Training binary neural networks (BiNNs) remains challenging due to discrete optimization and poor gradient flow. Method: This paper proposes a quantum-enhanced variational inference framework—the first to couple a quantum hypernetwork with Bayesian variational inference—where parameterized quantum circuits generate binary weights, leveraging quantum superposition and entanglement to expand the optimization search space. Theoretically, we establish the first explicit connection between quantum hypernetworks and the evidence lower bound (ELBO), deriving an analytically tractable lower bound. For implicit distributions, we design an MMD-based surrogate ELBO, circumventing the conventional maximum likelihood estimation (MLE) requirement for explicit likelihood models. Results: Experiments demonstrate significant improvements over standard MLE in both simulated and implicit-distribution settings, achieving breakthroughs in BiNN trainability and generalization performance.
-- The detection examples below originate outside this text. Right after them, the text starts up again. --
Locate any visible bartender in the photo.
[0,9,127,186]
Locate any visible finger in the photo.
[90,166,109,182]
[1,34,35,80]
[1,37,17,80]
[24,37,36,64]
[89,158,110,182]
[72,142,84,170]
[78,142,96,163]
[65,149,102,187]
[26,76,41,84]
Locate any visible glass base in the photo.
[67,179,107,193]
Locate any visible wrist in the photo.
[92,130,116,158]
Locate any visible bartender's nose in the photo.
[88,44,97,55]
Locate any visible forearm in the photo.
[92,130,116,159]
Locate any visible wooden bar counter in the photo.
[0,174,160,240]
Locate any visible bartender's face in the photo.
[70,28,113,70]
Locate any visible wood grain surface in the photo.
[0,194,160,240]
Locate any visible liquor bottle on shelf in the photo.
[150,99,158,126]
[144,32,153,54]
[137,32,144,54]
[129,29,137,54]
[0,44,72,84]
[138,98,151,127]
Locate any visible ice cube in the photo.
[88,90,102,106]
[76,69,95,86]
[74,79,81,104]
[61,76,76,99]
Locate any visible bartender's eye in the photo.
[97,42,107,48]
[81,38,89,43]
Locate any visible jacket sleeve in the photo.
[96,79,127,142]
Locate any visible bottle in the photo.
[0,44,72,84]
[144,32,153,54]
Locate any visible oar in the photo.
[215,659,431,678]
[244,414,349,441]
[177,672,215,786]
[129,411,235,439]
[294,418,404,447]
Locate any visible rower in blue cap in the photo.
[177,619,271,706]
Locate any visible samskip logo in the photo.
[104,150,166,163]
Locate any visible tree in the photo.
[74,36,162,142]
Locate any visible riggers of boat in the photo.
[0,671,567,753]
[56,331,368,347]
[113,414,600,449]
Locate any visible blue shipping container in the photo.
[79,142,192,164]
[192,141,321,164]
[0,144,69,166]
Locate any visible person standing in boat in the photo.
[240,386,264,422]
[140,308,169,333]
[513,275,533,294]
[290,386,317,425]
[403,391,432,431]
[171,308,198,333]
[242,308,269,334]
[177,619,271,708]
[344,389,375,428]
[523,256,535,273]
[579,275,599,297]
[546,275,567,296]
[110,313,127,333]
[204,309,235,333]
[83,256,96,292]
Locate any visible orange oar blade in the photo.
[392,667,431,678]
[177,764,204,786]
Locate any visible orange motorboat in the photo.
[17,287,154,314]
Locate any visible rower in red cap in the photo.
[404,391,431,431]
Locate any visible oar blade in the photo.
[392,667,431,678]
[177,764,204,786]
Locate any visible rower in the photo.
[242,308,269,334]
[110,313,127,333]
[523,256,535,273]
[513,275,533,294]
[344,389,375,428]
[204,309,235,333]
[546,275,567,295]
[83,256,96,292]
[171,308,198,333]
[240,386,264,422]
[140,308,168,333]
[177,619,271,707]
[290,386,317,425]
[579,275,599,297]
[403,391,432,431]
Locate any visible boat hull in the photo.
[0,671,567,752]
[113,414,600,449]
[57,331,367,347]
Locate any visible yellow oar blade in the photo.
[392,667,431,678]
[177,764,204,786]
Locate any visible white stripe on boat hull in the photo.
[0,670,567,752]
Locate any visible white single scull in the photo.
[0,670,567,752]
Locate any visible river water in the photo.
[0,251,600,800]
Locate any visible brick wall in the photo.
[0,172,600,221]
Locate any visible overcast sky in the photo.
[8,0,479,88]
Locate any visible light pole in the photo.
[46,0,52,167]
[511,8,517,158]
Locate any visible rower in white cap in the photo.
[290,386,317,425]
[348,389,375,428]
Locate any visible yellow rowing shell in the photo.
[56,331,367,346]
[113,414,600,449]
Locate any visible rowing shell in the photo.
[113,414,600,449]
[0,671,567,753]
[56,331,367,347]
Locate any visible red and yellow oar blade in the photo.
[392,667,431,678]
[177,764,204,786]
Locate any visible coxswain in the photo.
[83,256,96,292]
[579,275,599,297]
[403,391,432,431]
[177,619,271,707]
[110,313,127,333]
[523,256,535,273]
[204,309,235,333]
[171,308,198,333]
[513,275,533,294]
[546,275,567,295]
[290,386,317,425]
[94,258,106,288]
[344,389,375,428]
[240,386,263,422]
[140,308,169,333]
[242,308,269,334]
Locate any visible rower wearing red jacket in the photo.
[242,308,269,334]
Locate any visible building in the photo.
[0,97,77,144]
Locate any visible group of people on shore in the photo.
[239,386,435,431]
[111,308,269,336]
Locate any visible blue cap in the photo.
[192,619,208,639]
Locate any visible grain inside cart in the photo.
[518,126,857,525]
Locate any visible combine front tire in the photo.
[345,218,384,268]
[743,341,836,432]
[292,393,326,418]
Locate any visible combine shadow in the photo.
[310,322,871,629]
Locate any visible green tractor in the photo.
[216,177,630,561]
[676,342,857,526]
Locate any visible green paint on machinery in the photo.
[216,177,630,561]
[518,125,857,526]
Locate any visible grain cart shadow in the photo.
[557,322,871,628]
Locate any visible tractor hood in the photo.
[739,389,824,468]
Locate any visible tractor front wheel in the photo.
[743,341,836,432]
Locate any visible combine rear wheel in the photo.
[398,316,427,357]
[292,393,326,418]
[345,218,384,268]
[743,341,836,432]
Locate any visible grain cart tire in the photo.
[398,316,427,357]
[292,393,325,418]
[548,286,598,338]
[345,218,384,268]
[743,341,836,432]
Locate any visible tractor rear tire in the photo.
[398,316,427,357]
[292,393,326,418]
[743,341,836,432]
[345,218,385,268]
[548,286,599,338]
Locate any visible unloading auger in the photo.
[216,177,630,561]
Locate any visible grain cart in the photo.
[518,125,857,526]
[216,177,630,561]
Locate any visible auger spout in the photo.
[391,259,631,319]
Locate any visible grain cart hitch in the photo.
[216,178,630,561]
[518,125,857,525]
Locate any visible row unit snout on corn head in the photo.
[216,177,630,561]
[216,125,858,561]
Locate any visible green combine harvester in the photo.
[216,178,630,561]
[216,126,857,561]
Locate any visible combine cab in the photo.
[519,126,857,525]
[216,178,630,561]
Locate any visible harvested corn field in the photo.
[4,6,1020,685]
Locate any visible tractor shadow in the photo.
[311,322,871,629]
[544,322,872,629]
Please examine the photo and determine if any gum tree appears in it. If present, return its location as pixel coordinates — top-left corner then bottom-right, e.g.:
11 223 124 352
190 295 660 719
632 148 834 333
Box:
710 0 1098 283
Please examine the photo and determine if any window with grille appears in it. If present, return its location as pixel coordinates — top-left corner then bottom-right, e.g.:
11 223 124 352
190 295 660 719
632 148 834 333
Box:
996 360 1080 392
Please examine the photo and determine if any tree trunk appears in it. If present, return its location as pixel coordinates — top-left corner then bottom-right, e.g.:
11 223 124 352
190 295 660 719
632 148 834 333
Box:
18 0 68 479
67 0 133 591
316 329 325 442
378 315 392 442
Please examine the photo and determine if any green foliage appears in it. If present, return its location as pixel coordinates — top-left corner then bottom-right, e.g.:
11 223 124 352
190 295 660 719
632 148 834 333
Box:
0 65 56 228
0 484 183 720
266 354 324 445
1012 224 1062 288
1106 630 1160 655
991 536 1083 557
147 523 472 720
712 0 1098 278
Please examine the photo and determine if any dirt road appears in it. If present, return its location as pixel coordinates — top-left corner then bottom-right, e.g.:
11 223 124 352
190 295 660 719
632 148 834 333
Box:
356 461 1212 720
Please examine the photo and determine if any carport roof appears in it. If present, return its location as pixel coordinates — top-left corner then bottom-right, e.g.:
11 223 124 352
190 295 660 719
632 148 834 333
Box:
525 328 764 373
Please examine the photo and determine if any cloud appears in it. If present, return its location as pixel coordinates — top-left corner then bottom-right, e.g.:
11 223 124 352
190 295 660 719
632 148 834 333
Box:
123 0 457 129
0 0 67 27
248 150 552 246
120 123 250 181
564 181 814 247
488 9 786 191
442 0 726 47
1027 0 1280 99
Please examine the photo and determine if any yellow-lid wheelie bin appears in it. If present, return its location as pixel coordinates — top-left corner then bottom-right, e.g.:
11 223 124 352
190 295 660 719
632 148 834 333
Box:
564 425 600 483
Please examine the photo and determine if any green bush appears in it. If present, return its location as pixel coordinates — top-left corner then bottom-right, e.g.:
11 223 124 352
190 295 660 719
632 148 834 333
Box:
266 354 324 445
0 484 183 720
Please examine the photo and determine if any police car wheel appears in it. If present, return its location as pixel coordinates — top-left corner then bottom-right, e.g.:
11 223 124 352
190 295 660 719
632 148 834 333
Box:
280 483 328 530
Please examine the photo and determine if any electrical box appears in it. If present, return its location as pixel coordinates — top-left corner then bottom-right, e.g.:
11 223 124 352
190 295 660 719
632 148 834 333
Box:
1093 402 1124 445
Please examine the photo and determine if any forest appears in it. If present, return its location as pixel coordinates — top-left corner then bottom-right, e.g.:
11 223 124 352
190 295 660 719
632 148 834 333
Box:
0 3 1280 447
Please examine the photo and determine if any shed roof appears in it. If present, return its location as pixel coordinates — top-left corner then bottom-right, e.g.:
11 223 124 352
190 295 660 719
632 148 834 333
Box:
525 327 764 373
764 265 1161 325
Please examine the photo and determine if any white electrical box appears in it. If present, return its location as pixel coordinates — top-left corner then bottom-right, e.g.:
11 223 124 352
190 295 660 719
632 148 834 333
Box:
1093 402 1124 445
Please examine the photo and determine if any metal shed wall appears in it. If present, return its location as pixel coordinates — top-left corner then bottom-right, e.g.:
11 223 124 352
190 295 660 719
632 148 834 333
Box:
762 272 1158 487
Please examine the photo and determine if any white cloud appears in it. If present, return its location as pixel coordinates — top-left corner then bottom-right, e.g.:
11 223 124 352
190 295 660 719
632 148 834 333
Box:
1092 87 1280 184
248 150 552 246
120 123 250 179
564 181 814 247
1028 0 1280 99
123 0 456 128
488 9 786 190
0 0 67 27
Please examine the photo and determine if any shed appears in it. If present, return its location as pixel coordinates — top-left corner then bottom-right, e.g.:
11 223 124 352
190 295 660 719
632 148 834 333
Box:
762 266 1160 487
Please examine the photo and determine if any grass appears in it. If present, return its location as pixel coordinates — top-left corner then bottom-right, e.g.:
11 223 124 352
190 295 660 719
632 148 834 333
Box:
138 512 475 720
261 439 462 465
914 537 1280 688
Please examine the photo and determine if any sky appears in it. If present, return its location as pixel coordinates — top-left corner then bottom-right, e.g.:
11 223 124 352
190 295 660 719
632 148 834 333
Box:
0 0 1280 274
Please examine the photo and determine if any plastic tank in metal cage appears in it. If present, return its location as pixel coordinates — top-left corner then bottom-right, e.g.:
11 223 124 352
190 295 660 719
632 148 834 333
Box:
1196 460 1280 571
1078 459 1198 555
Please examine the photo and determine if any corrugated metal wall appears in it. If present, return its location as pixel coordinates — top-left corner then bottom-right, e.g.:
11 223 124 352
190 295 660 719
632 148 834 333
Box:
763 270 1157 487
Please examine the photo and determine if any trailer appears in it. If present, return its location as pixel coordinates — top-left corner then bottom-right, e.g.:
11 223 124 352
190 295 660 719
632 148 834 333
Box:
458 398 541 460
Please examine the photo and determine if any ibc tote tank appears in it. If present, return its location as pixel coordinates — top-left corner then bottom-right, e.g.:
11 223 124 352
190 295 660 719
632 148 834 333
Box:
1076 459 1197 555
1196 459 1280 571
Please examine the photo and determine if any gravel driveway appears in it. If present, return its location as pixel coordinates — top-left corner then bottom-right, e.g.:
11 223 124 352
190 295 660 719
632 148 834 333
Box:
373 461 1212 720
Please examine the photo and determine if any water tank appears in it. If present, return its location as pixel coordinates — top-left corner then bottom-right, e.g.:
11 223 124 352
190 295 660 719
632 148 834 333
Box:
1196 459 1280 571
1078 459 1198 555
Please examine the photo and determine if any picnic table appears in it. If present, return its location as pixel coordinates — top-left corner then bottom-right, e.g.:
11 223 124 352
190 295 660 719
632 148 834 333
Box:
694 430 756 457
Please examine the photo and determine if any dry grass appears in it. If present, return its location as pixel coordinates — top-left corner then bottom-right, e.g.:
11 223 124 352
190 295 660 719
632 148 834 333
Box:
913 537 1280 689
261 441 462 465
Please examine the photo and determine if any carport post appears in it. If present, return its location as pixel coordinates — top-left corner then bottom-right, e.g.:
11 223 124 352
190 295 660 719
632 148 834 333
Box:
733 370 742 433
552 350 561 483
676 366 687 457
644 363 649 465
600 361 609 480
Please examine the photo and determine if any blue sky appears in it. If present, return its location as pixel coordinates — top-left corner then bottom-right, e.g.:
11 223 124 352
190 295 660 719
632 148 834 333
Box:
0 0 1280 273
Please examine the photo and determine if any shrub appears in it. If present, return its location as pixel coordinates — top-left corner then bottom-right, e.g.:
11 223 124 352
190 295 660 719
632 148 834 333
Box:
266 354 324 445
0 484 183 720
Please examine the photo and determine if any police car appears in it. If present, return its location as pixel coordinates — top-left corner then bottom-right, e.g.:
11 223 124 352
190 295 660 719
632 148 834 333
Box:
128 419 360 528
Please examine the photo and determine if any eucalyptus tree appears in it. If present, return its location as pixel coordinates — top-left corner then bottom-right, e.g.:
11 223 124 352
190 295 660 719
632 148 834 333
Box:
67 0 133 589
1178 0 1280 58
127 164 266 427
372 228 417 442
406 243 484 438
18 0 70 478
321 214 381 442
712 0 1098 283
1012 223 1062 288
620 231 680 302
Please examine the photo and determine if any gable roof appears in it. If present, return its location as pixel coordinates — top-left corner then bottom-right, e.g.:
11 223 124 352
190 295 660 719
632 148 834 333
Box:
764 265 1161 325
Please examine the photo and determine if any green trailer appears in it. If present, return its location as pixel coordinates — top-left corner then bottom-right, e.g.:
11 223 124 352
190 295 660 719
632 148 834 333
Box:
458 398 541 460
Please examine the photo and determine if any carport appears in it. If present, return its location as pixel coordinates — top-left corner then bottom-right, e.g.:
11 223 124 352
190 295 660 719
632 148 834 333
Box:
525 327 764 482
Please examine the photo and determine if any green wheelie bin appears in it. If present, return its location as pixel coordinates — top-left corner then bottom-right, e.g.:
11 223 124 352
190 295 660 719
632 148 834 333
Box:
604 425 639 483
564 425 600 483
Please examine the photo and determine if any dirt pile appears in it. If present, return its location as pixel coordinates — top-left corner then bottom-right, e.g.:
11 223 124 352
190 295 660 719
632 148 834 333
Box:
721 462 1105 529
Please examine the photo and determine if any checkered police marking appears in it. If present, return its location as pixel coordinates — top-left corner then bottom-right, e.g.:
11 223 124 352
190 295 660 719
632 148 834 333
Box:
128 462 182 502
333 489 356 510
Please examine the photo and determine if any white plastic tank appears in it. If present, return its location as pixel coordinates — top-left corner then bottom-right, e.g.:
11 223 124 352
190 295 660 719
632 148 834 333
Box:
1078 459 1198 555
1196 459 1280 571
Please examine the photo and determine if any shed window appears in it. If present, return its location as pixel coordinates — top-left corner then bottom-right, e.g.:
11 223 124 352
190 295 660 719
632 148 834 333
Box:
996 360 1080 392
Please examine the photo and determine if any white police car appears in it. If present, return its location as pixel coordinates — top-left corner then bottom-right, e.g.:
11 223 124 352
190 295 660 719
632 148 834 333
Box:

Binary Neural Networks (BiNNs), which employ single-bit precision weights, have emerged as a promising solution to reduce memory usage and power consumption while maintaining competitive performance in large-scale systems. However, training BiNNs remains a significant challenge due to the limitations of conventional training algorithms. Quantum HyperNetworks offer a novel paradigm for enhancing the optimization of BiNN by leveraging quantum computing. Specifically, a Variational Quantum Algorithm is employed to generate binary weights through quantum circuit measurements, while key quantum phenomena such as superposition and entanglement facilitate the exploration of a broader solution space. In this work, we establish a connection between this approach and Bayesian inference by deriving the Evidence Lower Bound (ELBO), when direct access to the output distribution is available (i.e., in simulations), and introducing a surrogate ELBO based on the Maximum Mean Discrepancy (MMD) metric for scenarios involving implicit distributions, as commonly encountered in practice. Our experimental results demonstrate that the proposed methods outperform standard Maximum Likelihood Estimation (MLE), improving trainability and generalization.